Die Bahn darf weiter Milliarden vergraben

Aufsichtsrat bewilligt mehr Geld für den Weiterbau von Stuttgart 21

  • Gesa von Leesen, Stuttgart
  • Lesedauer: 3 Min.
Anstatt die Notbremse zu ziehen, fährt die Bahn weiter in Richtung Stuttgart-21-Desaster: Am Dienstag bewilligte der Aufsichtsrat Mehrkosten von zwei Milliarden Euro.
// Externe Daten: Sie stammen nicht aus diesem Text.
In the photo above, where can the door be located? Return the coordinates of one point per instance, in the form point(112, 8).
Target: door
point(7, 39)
Mit einer Gegenstimme und einer Enthaltung hat der Aufsichtsrat der Bahn gestern beschlossen, den Kostenrahmen für Stuttgart 21 von 4,5 auf 6,5 Milliarden Euro zu erweitern. Damit kann der Tiefbahnhof trotz 40-prozentiger Kostensteigerung weitergebaut werden. Wer die Mehrkosten in Höhe von zwei Milliarden Euro tatsächlich bezahlen soll, bleibt allerdings weiter unklar.

Denn die Bahn will die zusätzlichen zwei Milliarden nicht komplett selbst übernehmen, sondern die Projektpartner, das Land Baden-Württemberg und die Stadt Stuttgart, mit heran ziehen. Dass die Bahn dies notfalls vor Gericht erzwingen will, hat der Aufsichtsrat nun gebilligt. Land und Stadt lehnen seit Wochen kategorisch ab, mehr als vertraglich vereinbart zu zahlen. Immer wieder erklärte Ministerpräsident Winfried Kretschmann (Grüne), dass man sich an die vertraglich zugesagten 930 Millionen Euro halte, mehr Geld gebe es nicht. Gestern warnte Kretschmann die Bahn vor einer Klage. Man könne ein solch großes Projekt nicht vor Gericht bauen, sagte er.

Die Grünen halten den Aufsichtsratsbeschluss für rechtswidrig, weil Stuttgart 21 durch die Mehrkosten unwirtschaftlich wird und die öffentliche Hand keine unwirtschaftlichen Projekte bauen darf. Der baden-württembergische Landesverband reagierte mit Hohn auf den Entscheid. »Der Aufsichtsrat hat etwas beschlossen aber nichts gelöst«, heißt es in einer Presseerklärung. »Das Projekt ist nicht durchfinanziert und niemand will die Mehrkosten übernehmen.« Die baden-württembergische CDU dagegen sieht den Ball nun bei der Landesregierung. »Der Ministerpräsident kann jetzt nicht nur herumschwätzen, sondern muss handeln«, erklärt ihr Landesvorsitzender Thomas Strobl und will, dass sich alle Beteiligten bei »absoluter Transparenz und totaler Offenheit« zusammensetzen. Damit fordert er etwas, was die Bahn seit Jahren verweigert, nämlich die Wirtschaftlichkeitsberechnung offen zu legen. Auch gestern erklärte Bahnchef Rüdiger Grube nur, Weiterbauen sei wirtschaftlicher als Ausstieg. Belegt hat er diese Berechnungen nicht.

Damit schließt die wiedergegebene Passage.